Rock, rap, R&B and roots: well, if you have been around in one form or another since 1937, there's little to prove; you can record pretty much what you like and get away with it. The sound is so well documented it hardly needs teasing out, suffice to say that Clarence Carter and the late George Scott, both founding members of what was then unambiguously called The Happyland Jubliee Singers - says it all, doesn't it - sound as fresh and as committed to their craft as ever they did. The Five have grown to seven, yet their warmth, happiness and blessed assurance still oozes out of every pore. Worth noting is the Boys' take on Norman Greenbaum's enduring "Spirit In The Sky" - that cry of the '60's American counter-culture. It is delicate, understated, and for me, demonstrates how well their style adapts to contemporary writing. You'll find further proof of their impeccable timing in the rappified "Demons", a Bill Withers cover arranged around the vocal dexterity of Gift Of Gab. Am I allowed a favourite, just to ram home the point? It has to be Clarence Fountain telling the world through the words and music of Eric Clapton that he is in the "Presence Of The Lord". Here, Billy Preston guests on organ from John Chelew - and quite frankly, I can hardly tell the difference.
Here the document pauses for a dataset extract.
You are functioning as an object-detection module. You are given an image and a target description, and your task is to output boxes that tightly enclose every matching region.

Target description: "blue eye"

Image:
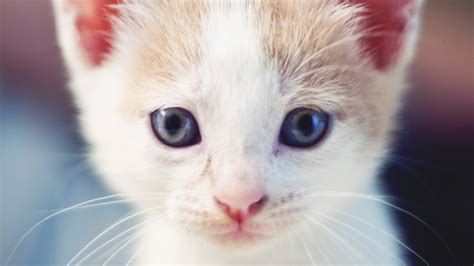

Just to make sure you don't forget how good these guys are, they immediately slide into the thoroughly trad and very earthy "Moses" supported on harmonica by the mighty Charlie Musslewhite. Names are important, so here they are: Clarence Fountain, Jimmy Carter, George Scott, Joey Williams, Ricky McKinnie, Bobby Butler, Tracy Pierce - a perfect seven.

The opinions expressed in this article are not necessarily those held by Cross Rhythms. Any expressed views were accurate at the time of publishing but may or may not reflect the views of the individuals concerned at a later date.